The El Campo ISD board of trustees voted 4 to 3 to form a committee to look into renaming Northside Elementary for the late U.S. Army Master Sgt. Roy P. Benavidez, a Medal of Honor recipient, at the July regular meeting.
Trustee Greg Anderson asked that forming a renaming committee return to the meeting agenda.
“I wanted to bring this back because I didn’t feel right about how we left it just hanging out there with people thinking we did a disservice by not giving a motion,” Anderson said.
“I think we owe it to this community to at least form this committee,” Trustee Ed Erwin said.
Trustee Rich DuBroc agreed with Erwin and Anderson.
“We have the opportunity to show honor and respect for somebody,” DuBroc said. “Master Sgt. Benavidez has been a hero of mine for a long time. I knew him, his kids are my age, and I had the opportunity to be around him. I have respect for all veterans and the services they’ve given. I feel this is worthy of forming a committee to see what our options are.”
DuBroc was also not opposed to taking the renaming to the public for a vote. The district’s attorney is researching election law to see if putting the renaming on the ballot is a possibility. Trustees hope to have an answer by the August meeting.
Trustees Anthony Dorotik and Dennis Rawlings mentioned that the board’s local policy would also have to be changed and voted upon to consider letting the public vote on renaming the elementary school. Dorotik also mentioned that putting it to a public vote takes authority out of the board’s hands with the board having to accept the public’s decision, but that a committee provides enough community involvement.

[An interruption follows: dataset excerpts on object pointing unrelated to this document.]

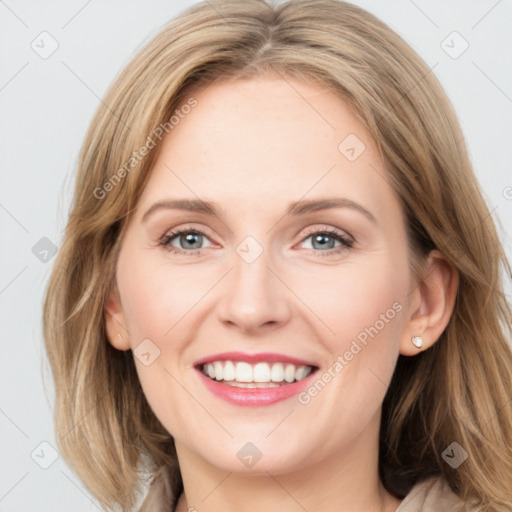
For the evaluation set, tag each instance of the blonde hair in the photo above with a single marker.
(457, 391)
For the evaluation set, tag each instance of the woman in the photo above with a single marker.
(336, 336)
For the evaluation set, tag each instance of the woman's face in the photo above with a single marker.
(273, 281)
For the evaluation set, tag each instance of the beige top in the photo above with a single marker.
(432, 495)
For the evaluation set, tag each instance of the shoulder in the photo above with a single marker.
(432, 495)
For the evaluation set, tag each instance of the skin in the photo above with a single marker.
(254, 146)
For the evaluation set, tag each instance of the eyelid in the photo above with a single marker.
(346, 241)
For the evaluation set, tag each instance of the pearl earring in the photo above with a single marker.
(417, 341)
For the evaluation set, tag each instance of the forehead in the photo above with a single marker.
(267, 141)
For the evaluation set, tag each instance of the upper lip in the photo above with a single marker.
(262, 357)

“This idea came from the public and it seems to be an item that gets the public involved. That school belongs to the community ... I would like to see the public get a chance to weigh in,” Board President James Russell said.

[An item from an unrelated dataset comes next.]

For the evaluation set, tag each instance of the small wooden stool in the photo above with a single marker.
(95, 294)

The policy states that the committee would bring back three names for the board to decide upon — voting for a change, or leaving the name as is. The names would have to be submitted to the committee along with a petition signed by 15 percent of the district’s registered voters.

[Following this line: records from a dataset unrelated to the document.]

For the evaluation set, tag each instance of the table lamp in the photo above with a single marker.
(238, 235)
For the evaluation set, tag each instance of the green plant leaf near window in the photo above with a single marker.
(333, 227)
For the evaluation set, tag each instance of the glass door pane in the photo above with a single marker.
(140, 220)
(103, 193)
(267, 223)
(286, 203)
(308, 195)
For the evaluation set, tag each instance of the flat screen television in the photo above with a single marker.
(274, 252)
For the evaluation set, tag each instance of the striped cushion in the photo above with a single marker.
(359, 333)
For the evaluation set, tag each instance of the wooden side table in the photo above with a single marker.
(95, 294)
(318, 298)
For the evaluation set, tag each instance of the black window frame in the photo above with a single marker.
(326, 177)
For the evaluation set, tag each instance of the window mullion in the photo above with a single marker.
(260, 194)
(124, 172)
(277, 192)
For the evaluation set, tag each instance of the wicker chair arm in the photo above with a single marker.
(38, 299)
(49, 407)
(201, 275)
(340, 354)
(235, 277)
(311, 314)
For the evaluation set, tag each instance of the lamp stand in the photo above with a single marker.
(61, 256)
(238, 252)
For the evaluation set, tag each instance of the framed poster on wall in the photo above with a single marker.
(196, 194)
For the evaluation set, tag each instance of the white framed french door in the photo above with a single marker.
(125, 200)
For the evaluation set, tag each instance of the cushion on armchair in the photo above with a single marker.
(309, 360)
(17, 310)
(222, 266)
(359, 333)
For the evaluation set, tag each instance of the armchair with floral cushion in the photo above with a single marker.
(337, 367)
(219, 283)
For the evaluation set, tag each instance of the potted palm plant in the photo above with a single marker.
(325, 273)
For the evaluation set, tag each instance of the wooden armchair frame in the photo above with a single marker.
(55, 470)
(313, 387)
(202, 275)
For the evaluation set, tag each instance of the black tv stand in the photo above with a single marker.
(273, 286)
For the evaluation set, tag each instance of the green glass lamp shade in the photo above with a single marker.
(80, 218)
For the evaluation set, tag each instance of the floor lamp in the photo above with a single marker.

“What I want to be able to say to the community is that we’re either forming a committee or we’re not,” Anderson said.
Local veterans and one El Campo city councilwoman shared their opinion about the renaming in the public comments portion. Neither party was for naming the elementary after the Medal of Honor recipient. Veterans who spoke suggested the name represent all veterans from El Campo, or like DuBroc suggested putting the naming to a vote during the next school board election.
First to speak was City Councilwoman Gloria Harris who felt if the school were to be renamed it should be for former black El Campo educator E.A. Greer, the namesake of El Campo’s black high school that closed in the 1970s during integration.
“I have a big problem renaming Northside school. Not this board, but the board during integration took something away from us. Now you want to name somebody to Northside school. We as a black community would like to have our E.A. Greer school back.”
After integration, the school was named West Side then El Campo Middle School, she said.
“Mr. E.A. Greer raised a lot of us. He educated us. We want our name back to have some kind of identification in the El Campo community,” Harris said.
Veteran Leonard Sternadel became emotional when he spoke about putting the renaming to a public vote.
“No one has more respect for the Medal of Honor than I. This evening I am speaking on behalf of veterans who couldn’t be here because they died in some foreign country, and in many cases they are still there,” he said.
“Why not have one line (on the ballot) that says you are for or against changing the name of Northside to Benavidez Elementary. The results of this question would give you clear direction. Let the taxpayers vote. I understand the petition required 15 percent of the voters’ signatures. What about the other 85 percent?”